Türk Dil Kurumu Felsefe Terimleri Sözlüğü'nde, ahlak teriminin karşılığı, “Belli bir dönemde, belli topluluklarca benimsenmiş, bireylerin birbirleriyle ilişkilerini düzenleyen törel davranış kurallarının, yasalarının, ilkelerinin toplamı; çeşitli toplumlarda ve çağlarda, kapsamı ve içeriği değişen ahlaksal değerler alanı; bir kişi ya da kişiler öbeğince benimsenen eyleme kurallarının toplamı” olarak verilmiştir.
Ansiklopedik Kültür Sözlüğü'ne göre ahlak, “Bir toplumsal bilinç, davranış ve ideolojik ilişki biçimi; bir toplumsal oluşuma, sınıfa, kesime özgü, tarihsel ve somut olarak belirlenmiş, bunların belli bir topluluğa, sınıfa, devlete ya da tümüyle topluma olan tutumunu kurallara bağlayan temel görüşler, değerler, normlar, ilkeler, ilişki ve davranış biçimleri bütünü”dür.
Kişi, toplumsal yaşam içindeki bir varlık olarak belli bir toplumun, belli bir ulusun, belli bir kültürün, insanlık denilen bütünün bir üyesidir. Toplumsal düzen, ulus, kültür ve insanlık, tek tek bireyler tarafından oluşturulur. Bireyler, yalnızca bedensel varlıklar değil, aynı zamanda ahlaksal varlıklar olduklarına göre, bireylerin oluşturduğu toplum düzeni de ahlaksal bir varlık olacaktır.
9.3. Ahlak Kuralları, Hukuk ve Din
Ortaçağ kültürlerinde dünya görüşlerini oluşturan unsurların hemen hepsine din egemendir. Dolayısıyla bilim, felsefe, sosyal teoriler dinsel dogmalarla iç içedir. Felsefenin kendisi birçok doğa bilimini kapsadığı gibi, “felsefe” adı altında fizik ve metafizik önermeler aynı düzeyde tartışılmıştır. Ancak modern çağda birçok bilim dalı dinin şemsiyesinden çıkmıştır. Aynı bölünme felsefede de olmuştur.
Antikçağ'dan bu yana birçok disiplin felsefenin ana bölümleri biçiminde felsefe kitaplarında yer alırken, 17. Yüzyıl'dan sonra bu disiplinler ya bağımsız birer doğa bilimi (fizik, biyoloji gibi) ya da farklı sosyal bilim (hukuk, sosyoloji gibi) dalları olarak felsefeden kopmuşlardır.

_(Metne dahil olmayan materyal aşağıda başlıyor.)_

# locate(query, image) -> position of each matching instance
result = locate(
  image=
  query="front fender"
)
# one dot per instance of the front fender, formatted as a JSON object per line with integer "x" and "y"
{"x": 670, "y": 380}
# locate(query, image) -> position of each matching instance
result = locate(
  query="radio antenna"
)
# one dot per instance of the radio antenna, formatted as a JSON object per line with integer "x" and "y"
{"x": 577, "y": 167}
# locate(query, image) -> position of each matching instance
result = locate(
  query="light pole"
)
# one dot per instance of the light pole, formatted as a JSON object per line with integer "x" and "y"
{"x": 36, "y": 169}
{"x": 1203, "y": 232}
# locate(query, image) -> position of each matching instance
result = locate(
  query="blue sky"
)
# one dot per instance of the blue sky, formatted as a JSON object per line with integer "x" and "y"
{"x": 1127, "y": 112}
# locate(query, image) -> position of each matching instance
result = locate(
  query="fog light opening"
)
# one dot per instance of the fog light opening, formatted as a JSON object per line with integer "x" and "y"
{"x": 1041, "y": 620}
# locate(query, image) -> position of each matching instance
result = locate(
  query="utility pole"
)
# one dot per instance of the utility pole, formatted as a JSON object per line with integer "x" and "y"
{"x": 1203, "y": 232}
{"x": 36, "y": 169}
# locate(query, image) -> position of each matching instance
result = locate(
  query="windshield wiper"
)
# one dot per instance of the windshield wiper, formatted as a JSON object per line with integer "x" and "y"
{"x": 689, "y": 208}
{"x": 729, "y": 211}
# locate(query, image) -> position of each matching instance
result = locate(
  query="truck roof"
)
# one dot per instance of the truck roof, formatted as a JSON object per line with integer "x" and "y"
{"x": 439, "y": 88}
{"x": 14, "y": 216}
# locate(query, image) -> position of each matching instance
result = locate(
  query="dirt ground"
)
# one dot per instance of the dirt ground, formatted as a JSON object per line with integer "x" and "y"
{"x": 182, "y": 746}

İnsan davranışlarının iyi veya kötü nitelikleri açısından incelenmesi (ethics) ve bu davranışların belli yasalara bağlanması konusu, tek-tanrılı dinlerin bel kemiğini oluşturmuştur. Ahlakı içermeyen ve ahlaklı davranışla bir dine aidiyeti bir arada değerlendirmeyen bir din hemen hemen yoktur.
Bu çerçevede, ahlak kurallarının, din ve hukuk kurallarıyla yakın ilişkisi bulunmaktadır. Ahlak kurallarının birçoğu, din kurallarına da girmiştir. Aslında din kurallarının hemen hepsi aynı zamanda birer ahlak kuralıdır. Ahlak kuralları da din ve hukuk kuralları gibi, kişiler arasındaki ilişkileri düzenleyen davranış kurallarıdır.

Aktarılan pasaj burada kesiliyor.